2011 William Fevre Le Clos Chablis Grand Cru. Closed, proffering only faint traces of raw nutmeg, similarly underwhelming on the medium palate where chalky tones dominate with a bit of mint and creaminess. Going through an awkward stage.
2012 Aubert. Good concentration of white fruits amidst stern minerals with overtones of creme de la crème and paraffin, medium-bodied, nicely rounded with quiet intensity, a little short at its finish. Would have been difficult to place if tasted blind.
2012 Ch Pape Clement blanc. Generous in icing, licorice and vanilla, displaying good concentration and depth but unresolved on the mid-palate, finishing a little short.
2014 Beaux Freres Willamette Valley pinot noir. Intense bouquet of rose petals, quite lovely, suffused with raspberries and bright cherries on the palate, rather full with subtle acidity, coming across with a very clean feel, finishing with stern minerals. Very attractive.
2012 Cristom Vineyards Eola-Amity Hills Willamette Valley “Eileen Vineyard” pinot noir. Deep red with an abundance of raspberries, dark roses and redcurrants with traces of earth and vanilla, very fine in depth and acidity, displaying good linearity through to its finish. Excellent.
Dinner of Morey Saint-Denis Grand Cru:
2002 Domaine des Lambrays Clos des Lambrays Grand Cru (courtesy of Pipin). Fairly evolved in color, evoking lovely concentration of red fruits with a delicate core of tangerines, open and elegant, just a tad short but its feminine poise is quite irresistible.
2005 Domaine Georges Comtes De Vogue Bonnes-Mares Grand Cru (courtesy of Victor). Notably darker in tone and colour which is a hallmark of this esteemed producer, displaying wonderful depth of glorious fruit with a delicate pungency, nicely open, layered with complex tangerines at its core, exuding complex wondrous aromas throughout the whole evening. Superb!
1996 Domaine Hubert Lignier Clos de la Roche Grand Cru (courtesy of Andre). Well evolved, very open and highly seamless, still showing superbly with good concentration of ripe strawberries and red fruits with overtones of grapefruit that produced a lovely tensile tone across the palate. Excellent.

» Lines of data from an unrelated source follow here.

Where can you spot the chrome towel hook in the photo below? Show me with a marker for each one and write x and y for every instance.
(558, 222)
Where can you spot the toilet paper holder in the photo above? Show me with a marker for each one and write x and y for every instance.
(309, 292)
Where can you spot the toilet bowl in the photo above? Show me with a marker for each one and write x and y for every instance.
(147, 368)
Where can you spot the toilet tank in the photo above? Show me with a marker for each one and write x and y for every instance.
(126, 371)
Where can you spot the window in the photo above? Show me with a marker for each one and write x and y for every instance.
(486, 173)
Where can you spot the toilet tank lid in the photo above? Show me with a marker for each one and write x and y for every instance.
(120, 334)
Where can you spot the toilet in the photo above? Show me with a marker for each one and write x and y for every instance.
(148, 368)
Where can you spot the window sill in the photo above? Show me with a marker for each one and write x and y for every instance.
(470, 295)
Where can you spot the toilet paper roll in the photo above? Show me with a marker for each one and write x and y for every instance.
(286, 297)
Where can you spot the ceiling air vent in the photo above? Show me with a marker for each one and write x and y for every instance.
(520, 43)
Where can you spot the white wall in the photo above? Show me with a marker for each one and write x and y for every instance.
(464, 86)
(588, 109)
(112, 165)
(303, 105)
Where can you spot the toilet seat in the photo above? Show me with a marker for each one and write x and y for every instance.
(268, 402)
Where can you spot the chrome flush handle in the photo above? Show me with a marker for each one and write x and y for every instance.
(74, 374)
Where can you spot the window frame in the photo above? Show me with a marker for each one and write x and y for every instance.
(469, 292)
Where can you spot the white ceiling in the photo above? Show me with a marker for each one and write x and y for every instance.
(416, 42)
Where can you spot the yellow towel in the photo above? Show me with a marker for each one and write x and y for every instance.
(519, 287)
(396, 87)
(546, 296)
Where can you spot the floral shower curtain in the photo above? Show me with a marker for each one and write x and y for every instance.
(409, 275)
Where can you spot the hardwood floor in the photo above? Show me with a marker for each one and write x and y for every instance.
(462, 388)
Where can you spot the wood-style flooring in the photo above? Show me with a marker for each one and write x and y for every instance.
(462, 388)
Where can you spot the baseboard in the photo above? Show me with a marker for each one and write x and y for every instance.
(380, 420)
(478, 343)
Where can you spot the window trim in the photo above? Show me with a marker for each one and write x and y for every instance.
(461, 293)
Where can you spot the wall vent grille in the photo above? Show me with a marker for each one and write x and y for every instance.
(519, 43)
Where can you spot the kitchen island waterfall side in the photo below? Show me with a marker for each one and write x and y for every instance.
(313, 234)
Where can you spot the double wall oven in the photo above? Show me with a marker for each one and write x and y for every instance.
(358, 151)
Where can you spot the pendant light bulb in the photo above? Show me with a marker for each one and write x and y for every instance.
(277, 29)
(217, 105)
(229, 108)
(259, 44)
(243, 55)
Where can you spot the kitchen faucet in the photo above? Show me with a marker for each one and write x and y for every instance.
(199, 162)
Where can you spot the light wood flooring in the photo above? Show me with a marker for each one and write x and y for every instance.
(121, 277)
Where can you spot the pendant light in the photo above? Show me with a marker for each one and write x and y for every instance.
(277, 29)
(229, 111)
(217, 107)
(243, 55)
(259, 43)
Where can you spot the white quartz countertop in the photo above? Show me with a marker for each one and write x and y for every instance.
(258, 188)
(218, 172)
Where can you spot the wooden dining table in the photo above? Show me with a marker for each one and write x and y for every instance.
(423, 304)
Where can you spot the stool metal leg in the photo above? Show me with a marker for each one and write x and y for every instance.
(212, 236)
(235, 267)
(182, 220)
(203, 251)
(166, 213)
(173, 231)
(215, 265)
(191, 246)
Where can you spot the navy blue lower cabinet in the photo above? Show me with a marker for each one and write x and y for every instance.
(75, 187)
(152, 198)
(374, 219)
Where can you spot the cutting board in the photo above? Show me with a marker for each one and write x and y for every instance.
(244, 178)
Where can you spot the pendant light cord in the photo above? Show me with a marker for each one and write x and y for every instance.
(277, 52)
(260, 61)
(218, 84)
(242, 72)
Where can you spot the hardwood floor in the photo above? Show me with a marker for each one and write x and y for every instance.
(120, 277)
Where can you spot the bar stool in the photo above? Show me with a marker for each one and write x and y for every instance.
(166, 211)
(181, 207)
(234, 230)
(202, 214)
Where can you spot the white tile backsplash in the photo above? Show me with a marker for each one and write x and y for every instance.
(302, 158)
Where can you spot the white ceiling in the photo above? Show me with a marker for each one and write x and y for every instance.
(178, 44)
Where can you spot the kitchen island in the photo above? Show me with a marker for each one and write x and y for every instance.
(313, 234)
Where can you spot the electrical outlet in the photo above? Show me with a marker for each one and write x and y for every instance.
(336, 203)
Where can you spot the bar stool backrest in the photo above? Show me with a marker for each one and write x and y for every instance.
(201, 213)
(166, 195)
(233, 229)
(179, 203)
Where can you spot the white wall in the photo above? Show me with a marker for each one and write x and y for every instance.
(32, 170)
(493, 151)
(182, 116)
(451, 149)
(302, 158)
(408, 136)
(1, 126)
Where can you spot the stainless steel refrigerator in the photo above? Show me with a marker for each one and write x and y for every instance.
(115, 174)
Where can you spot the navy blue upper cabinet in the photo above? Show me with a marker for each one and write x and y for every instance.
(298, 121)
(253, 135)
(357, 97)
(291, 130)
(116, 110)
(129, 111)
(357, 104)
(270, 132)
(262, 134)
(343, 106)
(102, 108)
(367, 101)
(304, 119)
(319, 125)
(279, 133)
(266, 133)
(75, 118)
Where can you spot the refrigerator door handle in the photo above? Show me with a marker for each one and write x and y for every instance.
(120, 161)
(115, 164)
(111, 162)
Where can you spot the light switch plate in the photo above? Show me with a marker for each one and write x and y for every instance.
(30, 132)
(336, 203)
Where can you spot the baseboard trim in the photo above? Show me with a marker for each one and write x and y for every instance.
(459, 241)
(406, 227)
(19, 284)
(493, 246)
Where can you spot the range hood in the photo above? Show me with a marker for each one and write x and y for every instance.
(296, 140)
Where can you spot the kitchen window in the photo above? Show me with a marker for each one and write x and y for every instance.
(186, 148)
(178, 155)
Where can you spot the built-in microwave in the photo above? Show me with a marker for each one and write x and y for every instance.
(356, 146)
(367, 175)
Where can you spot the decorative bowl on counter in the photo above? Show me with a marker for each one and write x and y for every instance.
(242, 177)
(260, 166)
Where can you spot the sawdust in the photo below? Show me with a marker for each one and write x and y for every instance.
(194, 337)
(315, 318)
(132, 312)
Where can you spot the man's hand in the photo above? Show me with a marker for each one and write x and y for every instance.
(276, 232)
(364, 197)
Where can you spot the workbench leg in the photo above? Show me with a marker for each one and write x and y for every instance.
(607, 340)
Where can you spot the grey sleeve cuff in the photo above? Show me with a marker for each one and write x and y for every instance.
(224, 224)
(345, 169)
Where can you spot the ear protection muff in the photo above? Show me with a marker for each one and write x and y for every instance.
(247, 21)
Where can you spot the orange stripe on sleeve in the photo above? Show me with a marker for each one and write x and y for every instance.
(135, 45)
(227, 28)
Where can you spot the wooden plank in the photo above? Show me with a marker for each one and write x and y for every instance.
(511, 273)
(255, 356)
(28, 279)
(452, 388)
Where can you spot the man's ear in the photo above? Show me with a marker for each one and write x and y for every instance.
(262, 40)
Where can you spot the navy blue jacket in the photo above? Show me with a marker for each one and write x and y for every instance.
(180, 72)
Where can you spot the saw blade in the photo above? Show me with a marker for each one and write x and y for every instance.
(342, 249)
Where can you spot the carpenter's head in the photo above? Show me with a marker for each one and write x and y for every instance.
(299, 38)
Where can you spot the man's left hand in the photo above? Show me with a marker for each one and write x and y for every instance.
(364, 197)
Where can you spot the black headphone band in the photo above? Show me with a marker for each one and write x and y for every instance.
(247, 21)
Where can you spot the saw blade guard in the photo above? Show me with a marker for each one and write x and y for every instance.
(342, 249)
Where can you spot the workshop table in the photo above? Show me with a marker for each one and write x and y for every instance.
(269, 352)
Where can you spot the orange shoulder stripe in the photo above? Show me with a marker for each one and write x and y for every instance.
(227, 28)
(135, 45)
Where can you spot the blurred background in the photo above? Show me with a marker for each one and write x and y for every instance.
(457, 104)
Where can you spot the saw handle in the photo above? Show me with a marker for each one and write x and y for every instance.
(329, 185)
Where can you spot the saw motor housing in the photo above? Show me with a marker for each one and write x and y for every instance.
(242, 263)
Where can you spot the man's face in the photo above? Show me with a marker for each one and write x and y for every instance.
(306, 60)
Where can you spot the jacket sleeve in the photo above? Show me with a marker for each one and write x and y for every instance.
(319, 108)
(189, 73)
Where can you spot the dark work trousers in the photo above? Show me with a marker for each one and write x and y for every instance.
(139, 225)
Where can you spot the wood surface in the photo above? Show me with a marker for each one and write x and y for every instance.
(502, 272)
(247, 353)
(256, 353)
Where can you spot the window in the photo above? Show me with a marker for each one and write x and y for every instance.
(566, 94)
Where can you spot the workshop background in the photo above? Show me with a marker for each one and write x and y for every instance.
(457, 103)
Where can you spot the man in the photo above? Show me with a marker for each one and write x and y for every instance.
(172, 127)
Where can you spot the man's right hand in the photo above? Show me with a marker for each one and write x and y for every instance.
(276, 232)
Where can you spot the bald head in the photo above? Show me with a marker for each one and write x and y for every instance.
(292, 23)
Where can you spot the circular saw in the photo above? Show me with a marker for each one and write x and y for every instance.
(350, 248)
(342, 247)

1999 Domaine Hubert Lignier Clos de La Roche Grand Cru (courtesy of David Tan). Showing good evolution as well though clearly a wine that is richer and deeper than the preceding 1996, proffering vanilla with lovely red fruits, currants and tangerines, notably darker in tone with a quiet intensity, finishing with great linearity and persistence. Excellent.

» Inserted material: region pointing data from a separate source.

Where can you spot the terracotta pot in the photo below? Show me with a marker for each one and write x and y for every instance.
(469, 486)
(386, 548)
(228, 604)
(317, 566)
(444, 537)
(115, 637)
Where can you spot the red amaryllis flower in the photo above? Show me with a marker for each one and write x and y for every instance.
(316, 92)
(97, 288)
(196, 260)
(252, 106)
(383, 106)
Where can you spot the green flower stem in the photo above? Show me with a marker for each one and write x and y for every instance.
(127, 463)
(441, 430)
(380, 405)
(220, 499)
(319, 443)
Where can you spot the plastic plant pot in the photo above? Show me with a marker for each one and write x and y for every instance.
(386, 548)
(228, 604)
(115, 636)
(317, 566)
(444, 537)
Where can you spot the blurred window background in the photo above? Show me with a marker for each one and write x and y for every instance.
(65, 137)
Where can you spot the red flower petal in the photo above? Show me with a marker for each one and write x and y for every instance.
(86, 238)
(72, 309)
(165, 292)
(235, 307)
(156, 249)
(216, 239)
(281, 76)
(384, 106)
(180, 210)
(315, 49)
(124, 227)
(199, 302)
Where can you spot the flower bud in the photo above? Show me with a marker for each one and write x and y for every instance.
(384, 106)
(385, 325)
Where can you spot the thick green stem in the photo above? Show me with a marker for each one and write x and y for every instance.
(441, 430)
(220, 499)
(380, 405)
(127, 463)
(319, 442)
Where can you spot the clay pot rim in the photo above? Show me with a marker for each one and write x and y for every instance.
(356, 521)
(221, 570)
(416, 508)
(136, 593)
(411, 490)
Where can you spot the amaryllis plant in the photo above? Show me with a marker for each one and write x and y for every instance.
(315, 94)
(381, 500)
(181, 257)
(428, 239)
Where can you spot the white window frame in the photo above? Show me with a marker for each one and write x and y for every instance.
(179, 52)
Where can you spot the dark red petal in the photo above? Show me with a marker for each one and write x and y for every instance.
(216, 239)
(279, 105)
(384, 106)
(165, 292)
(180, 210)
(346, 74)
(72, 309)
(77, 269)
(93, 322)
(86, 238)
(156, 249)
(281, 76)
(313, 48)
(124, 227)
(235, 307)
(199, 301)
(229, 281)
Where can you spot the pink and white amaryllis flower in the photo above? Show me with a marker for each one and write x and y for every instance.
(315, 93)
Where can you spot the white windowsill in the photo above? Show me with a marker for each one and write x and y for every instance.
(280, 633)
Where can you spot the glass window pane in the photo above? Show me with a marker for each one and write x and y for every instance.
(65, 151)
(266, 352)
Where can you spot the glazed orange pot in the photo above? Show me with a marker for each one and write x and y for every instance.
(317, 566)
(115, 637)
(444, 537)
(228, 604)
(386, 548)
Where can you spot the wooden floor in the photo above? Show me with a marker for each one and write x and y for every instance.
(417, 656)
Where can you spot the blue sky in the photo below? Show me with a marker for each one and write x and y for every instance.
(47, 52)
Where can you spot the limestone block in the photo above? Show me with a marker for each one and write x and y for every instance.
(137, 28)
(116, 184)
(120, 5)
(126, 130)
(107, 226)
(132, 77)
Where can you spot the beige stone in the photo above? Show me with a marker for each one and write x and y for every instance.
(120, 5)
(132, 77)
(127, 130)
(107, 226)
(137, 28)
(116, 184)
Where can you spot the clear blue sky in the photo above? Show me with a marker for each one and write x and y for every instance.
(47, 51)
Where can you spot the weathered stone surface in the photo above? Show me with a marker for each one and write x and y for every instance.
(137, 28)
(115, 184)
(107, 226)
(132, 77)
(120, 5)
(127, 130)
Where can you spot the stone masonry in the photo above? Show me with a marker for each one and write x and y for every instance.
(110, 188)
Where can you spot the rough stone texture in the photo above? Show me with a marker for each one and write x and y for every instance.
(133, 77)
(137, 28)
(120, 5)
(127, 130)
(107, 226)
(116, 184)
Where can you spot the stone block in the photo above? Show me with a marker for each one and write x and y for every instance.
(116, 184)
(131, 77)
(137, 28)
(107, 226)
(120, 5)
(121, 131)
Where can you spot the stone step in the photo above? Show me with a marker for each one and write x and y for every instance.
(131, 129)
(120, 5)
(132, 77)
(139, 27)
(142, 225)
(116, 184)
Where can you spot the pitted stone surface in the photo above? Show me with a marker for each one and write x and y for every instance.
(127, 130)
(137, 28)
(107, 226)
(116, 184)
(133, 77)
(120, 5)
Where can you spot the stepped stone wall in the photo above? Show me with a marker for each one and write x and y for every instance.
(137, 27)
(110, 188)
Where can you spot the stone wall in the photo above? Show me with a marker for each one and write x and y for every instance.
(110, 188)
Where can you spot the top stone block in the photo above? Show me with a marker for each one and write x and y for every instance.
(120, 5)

2006 Louis Jadot Clos Saint Denis Grand Cru (courtesy of KP). Good color, very correct in its pinot tone (as always with great domaine/negociant), displaying great acidity and concentration of fruit with a lovely subtle intensity, still youthful with traces of vanilla, very clean and crisp in its finish. Excellent.
2006 Domaine Dujac Clos Saint-Denis Grand Cru (courtesy of Kieron). Lovely gentle nose., very beautiful in its presentation of glorious rose petals and raspberries with rich tones of camphor, poised with subtle intensity and concentration, still showing traces of vanilla, yet to peak.
2002 Domaine Dujac Clos Saint-Denis Grand Cru (courtesy of LF). Beautifully crafted, utterly seamless and beguiling in its gentle intensity with lovely complex of ripe red cherries, strawberries and rose floral, absolutely elegant, developing seemingly at a glacial pace. Great stuff.
2001 Domaine du Clos de Tart Clos de Tart Grand Cru (courtesy of David Ong). Showing some vermillion, this wine is beautifully poised with an elegant spread of evolved red fruits and cherries with a deep core of orangey fruit, slightly plummy, seamless with excellent acidity, producing good tone and tension across the palate, utterly feminine. Excellent.
2002 Domaine du Clos de Tart Clos de Tart Grand Cru. Very similar in character to the 2001 but reaping the advantages of a stellar vintage, showing better ripeness and definition of red fruits and cherries with a much deeper core of delicate tangerines, equally seamless and highly elegant as well but clearly more opulent and delicious. Superb, and will hold for many more years.